Who Authenticates the Blogged Word? The Publishers or the Readers?

Blogs have long given writers the chance to flaunt their talent. But even for the lucky ones who caught the eye of a publishing house, the path was never easy. In the past, bloggers have had to undergo a kind of conversion: before they risk unleashing them upon their established readers, mainstream publishers anxiously demand that bloggers alter their style, change their tone or revise their approach. But now, following a sea change in attitudes that needs explaining, publishers are more relaxed about using blogs as a direct source for publications.

An ancient concern might underlie the publishing industry’s anxiety about bloggers. Plato’s Phaedrus uses a myth to explain the dangers of the written word. Writing, so the story goes, was invented by the Egyptian thinker Theuth as an aide memoire for his own learning. But, Plato suggests, written words are easily separated from their author’s genuine understanding: taken up by other, less knowledgeable writers they give the mere “appearance of wisdom instead of wisdom itself.” Within publishing the editorial process provides a barrier against this kind of ill-informed writing. But blogging, where writers can express themselves immediately, anonymously and unfiltered, seems to have the potential to produce texts that are inaccurate, misleading or otherwise inauthentic. The publisher’s skepticism regarding bloggers might simply boil down to this Platonic concern about the authenticity of their writing.

Book: Capitalist Realism

Author: Mark Fisher

Publication date: 2009-12

Image: http://images.popmatters.com/news_art/f/feature-bloggers-capitalistrealism-cvr.jpg

The clamoring for authenticity has not held back bloggers in every field. Many creative writers, for instance, have successfully moved from the blogosphere to the mainstream. The path taken by Diablo Cody is typical of this transition. Cody rode to stardom on the success of Juno. But shooting the 2007 picture was never the writer’s real aim, nor was the film’s screenplay ever really intended for production. In fact, Cody had penned Juno only as a sample designed to convince studios to film her blog.The Pussy Ranch.

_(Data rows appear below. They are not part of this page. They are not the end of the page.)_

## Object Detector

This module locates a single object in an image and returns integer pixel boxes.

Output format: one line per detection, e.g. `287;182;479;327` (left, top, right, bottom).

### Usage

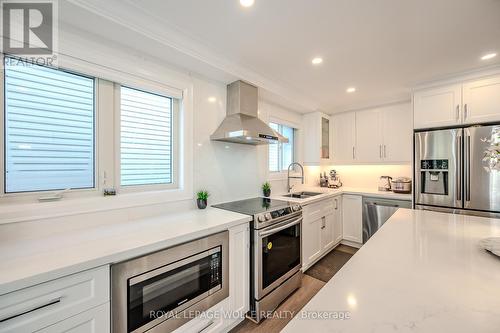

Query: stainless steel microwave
111;231;229;333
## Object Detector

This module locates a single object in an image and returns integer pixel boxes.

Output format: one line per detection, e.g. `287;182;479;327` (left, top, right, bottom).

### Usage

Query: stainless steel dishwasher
363;197;411;244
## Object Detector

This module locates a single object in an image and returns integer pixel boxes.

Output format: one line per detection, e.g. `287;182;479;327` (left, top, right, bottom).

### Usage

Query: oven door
254;215;302;299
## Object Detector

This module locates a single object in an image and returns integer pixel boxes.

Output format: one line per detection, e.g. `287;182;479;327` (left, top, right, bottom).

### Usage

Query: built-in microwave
111;231;229;333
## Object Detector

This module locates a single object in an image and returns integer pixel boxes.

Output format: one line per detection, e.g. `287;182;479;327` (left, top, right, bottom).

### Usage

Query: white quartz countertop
272;185;412;205
0;208;251;295
282;209;500;333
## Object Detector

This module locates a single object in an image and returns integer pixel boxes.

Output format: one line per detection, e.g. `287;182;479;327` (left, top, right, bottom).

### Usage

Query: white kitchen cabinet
463;75;500;124
302;214;323;267
355;109;383;163
0;266;111;333
413;84;462;129
333;195;343;244
331;112;356;164
302;196;342;271
36;303;111;333
342;194;363;244
304;112;331;165
380;103;413;162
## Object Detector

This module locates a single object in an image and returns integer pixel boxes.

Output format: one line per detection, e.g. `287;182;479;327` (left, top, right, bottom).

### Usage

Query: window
120;87;174;186
4;63;94;193
269;123;295;172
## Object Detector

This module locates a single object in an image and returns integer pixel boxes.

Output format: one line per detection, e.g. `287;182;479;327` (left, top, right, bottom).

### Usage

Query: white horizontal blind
269;123;295;172
120;87;173;186
5;61;94;193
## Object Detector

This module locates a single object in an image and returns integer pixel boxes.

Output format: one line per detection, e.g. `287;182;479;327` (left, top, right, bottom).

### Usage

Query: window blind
5;65;94;193
121;87;172;186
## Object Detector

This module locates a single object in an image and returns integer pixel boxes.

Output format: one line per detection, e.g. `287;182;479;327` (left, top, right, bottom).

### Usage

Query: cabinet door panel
302;218;323;267
463;76;500;124
356;109;383;163
321;214;335;251
333;196;343;244
342;195;363;243
330;112;356;163
382;104;413;162
413;84;462;128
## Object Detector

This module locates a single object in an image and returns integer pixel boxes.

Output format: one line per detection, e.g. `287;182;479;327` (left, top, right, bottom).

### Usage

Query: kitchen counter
282;209;500;333
0;208;251;295
272;186;412;205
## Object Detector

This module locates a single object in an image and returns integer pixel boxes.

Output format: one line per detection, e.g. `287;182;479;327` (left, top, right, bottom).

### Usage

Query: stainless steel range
214;198;302;322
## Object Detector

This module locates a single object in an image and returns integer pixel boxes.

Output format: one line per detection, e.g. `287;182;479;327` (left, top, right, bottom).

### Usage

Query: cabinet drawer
36;303;111;333
0;266;109;332
304;199;335;221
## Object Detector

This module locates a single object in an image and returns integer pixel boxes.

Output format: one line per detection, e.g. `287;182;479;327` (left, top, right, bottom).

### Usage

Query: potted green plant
196;190;210;209
262;182;271;198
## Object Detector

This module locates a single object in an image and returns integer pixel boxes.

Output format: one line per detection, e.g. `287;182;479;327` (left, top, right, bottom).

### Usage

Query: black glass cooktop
212;198;290;215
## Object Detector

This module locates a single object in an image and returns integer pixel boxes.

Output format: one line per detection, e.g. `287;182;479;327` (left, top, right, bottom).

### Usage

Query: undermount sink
283;192;323;199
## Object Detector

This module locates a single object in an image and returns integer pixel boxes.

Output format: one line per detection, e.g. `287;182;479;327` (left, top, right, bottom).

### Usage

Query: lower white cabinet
36;303;111;333
342;194;363;244
302;196;342;271
0;266;110;333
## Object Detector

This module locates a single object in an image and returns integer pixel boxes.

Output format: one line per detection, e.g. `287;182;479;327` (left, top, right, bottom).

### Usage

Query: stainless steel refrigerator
414;125;500;217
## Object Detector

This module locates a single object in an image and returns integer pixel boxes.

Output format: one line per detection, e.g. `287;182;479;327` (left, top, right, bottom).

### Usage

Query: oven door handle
259;216;302;237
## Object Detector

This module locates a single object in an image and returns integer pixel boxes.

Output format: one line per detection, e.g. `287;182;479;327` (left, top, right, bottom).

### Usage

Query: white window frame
114;83;182;193
0;58;102;203
0;52;194;217
266;117;300;180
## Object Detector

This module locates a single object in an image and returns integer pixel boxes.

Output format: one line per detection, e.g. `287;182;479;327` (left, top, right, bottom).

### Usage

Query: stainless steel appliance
378;176;392;191
391;177;411;194
363;197;411;244
210;81;288;145
214;198;302;322
111;231;229;333
414;125;500;217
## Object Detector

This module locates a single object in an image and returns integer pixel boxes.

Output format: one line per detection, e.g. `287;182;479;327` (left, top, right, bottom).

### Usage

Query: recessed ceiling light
311;57;323;65
481;53;497;60
240;0;255;7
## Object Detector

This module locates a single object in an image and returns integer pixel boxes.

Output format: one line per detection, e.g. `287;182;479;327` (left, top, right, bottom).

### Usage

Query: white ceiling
60;0;500;113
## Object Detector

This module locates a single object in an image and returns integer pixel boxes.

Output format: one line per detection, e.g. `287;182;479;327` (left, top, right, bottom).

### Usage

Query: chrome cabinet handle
198;320;215;333
259;217;302;237
0;297;61;323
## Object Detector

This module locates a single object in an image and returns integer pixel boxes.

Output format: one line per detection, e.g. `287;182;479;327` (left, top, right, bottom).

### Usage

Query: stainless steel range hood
210;81;288;145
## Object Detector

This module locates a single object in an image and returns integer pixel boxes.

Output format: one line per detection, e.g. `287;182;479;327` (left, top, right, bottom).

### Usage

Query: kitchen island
282;209;500;333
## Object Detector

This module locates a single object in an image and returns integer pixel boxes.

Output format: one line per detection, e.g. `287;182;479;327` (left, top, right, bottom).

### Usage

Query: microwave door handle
259;217;302;237
464;130;470;201
455;134;463;202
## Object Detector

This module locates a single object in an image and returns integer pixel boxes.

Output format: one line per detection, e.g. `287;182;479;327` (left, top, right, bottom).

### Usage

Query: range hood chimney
210;81;288;145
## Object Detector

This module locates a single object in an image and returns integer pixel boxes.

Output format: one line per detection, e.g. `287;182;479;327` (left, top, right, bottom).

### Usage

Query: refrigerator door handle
455;134;463;202
464;129;470;201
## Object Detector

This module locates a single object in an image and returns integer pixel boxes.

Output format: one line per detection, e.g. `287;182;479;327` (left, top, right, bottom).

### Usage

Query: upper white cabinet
380;103;413;162
355;109;383;162
413;75;500;129
463;76;500;124
304;112;331;165
331;112;356;164
413;84;462;128
332;103;412;164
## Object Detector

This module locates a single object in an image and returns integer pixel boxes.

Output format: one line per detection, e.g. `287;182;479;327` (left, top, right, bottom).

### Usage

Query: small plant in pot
196;190;210;209
262;182;271;198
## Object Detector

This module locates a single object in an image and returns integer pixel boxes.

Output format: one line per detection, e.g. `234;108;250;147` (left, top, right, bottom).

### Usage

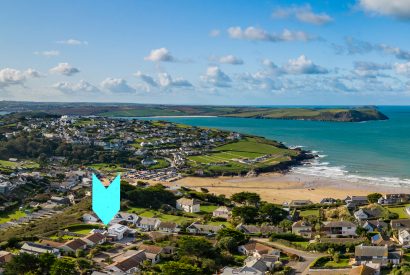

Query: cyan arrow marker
92;174;121;225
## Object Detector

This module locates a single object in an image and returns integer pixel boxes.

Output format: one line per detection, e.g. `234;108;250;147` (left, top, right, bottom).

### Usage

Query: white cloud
228;26;317;42
393;62;410;76
50;63;80;76
0;68;40;88
144;48;175;62
57;38;88;46
283;55;329;74
53;80;99;94
135;71;193;88
134;71;158;87
353;61;392;78
101;77;136;93
219;54;243;65
34;50;60;57
272;5;333;25
201;66;232;87
359;0;410;20
24;68;42;77
209;30;221;37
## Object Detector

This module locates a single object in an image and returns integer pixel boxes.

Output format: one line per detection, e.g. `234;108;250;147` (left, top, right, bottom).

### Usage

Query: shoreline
163;171;410;204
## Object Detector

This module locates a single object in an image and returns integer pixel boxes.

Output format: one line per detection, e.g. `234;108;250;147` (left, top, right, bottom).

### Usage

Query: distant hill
0;101;388;122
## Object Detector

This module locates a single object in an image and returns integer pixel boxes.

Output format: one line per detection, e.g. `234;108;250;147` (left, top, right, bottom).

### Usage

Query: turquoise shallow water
141;106;410;186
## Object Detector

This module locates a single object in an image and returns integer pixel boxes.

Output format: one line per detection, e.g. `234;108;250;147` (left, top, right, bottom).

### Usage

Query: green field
386;204;410;219
0;210;26;223
299;209;319;217
0;160;40;169
89;163;125;173
188;137;298;173
201;205;218;213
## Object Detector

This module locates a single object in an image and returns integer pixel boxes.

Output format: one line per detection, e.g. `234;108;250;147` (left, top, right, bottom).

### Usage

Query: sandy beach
158;172;410;203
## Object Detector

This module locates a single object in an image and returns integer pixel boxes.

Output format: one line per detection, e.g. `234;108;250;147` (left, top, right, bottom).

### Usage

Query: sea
140;106;410;187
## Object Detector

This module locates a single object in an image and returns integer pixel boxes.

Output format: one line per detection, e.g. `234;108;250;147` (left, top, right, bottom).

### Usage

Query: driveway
252;238;326;275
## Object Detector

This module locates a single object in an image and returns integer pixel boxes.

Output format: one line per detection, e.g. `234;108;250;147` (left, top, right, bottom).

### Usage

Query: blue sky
0;0;410;105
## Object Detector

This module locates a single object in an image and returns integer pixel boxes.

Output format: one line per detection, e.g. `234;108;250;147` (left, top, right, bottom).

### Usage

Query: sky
0;0;410;105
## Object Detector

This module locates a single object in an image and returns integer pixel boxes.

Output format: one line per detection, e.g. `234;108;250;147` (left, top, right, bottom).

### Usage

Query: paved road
252;238;326;275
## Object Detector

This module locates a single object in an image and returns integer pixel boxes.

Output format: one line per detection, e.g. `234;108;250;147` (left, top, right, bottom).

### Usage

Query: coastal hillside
0;102;388;122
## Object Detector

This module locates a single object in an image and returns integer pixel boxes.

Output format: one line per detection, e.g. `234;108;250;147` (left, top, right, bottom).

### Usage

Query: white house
212;206;232;219
322;221;357;238
83;213;100;223
398;230;410;246
108;224;128;240
136;217;161;231
82;232;107;247
176;198;201;213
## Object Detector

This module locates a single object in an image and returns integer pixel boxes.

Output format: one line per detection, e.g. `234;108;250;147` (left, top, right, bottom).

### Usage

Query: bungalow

Cody’s example clearly demonstrates that mainstream publishing has sometimes noticed bloggers, but it also shows the limited focus of its gaze. On the one hand, fiction is a somewhat exceptional field because it places very few demands upon a text’s accuracy; this means that Cody’s publishers could largely put aside their worries about the authenticity of the blogger’s work. On the other hand, Cody also went to extreme lengths to show that her talent as a writer was not limited to blogging. If mainstream publishers have taken note of bloggers, then it has only been in fields where authenticity is less crucial and only when a writer manages to first prove themselves beyond their blogs.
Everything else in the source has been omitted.